Rusty McMahon: County Water…Can We Afford It?


Mother Nature is incredible! Over the years, our wells have provided fresh, clean water for pennies a month. Oodles of water! Plenty for drinking, cooking, bathing, washing clothes, cleaning the car, watering the garden, and a thousand other things.

Over the past couple of years, a small handful of us signed up for county water. County officials promised us $35-45 a month. In actuality, we may be forced to pay $75, $85, even $100 for water.

What happened?

First, the Vance County Commission Chairman Tommy Hester unilaterally negotiated a horrible water contract with a Henderson City Councilman Mike Inscoe. Both live in the city of Henderson. Neither will have to pay for county water. So they won’t have to feel the pain we’re going to feel.
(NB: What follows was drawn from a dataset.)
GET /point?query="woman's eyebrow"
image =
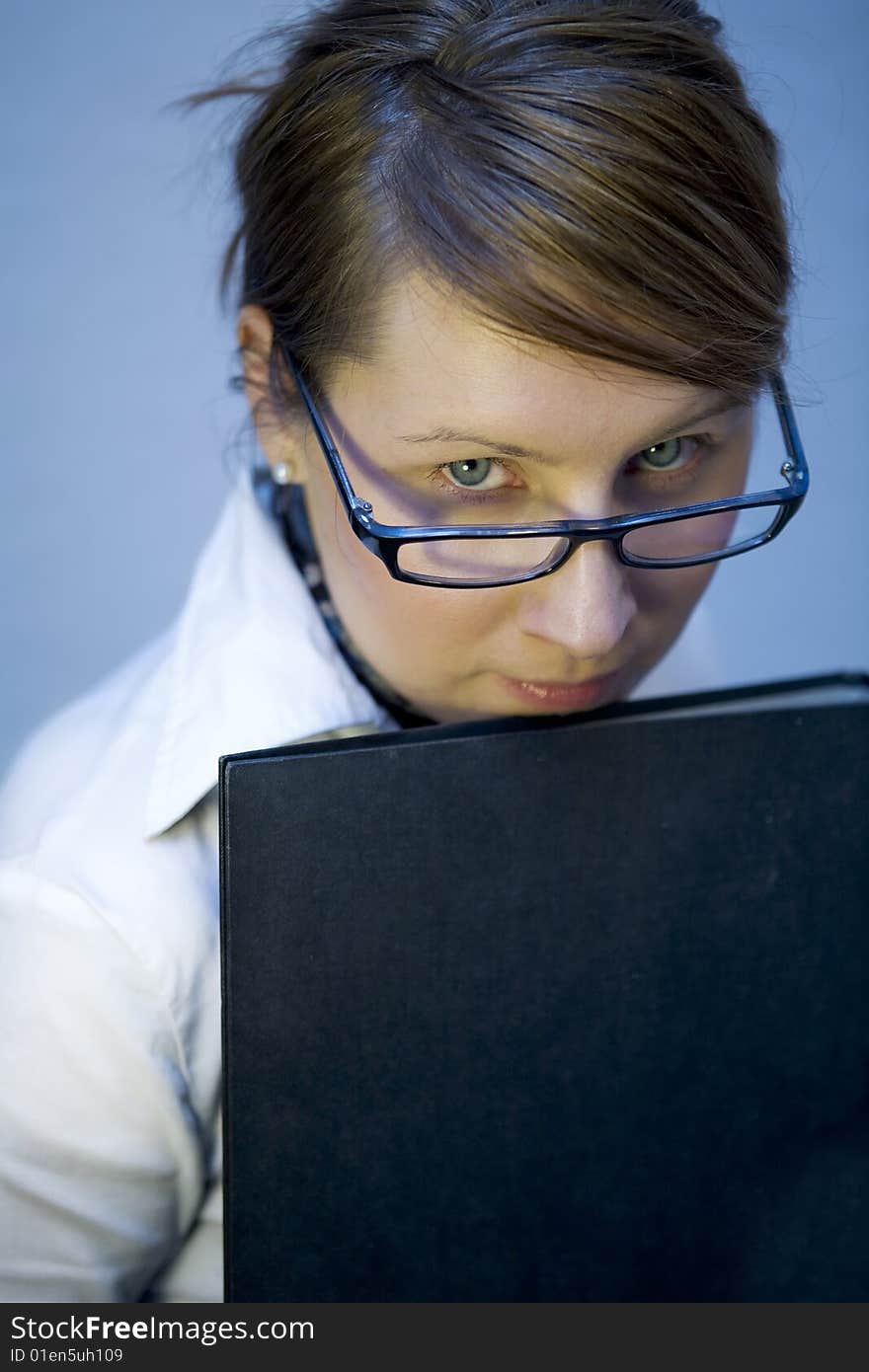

Second, since the water system was conceived, it has been grossly mismanaged. The incompetence of local officials and the engineering firm they employed is mindboggling. They never asked Vance County citizens if we even wanted a municipal water system. They just forged ahead with a system that made absolutely no economic sense. They had an arguably fraudulent bond referendum, the results of which were dubious at best. They knowingly and falsely claimed that county water would attract business and industry. What businessman in Arkansas, who has water already, would relocate to Vance County just because we have county water? Not one! Even if a manufacturing company wanted to locate here, county water is not sufficient. Such a company would need a way to process its waste. It would require a sewer system. If our leaders can’t do a water system right, how in the world can they do a sewer system? They can’t!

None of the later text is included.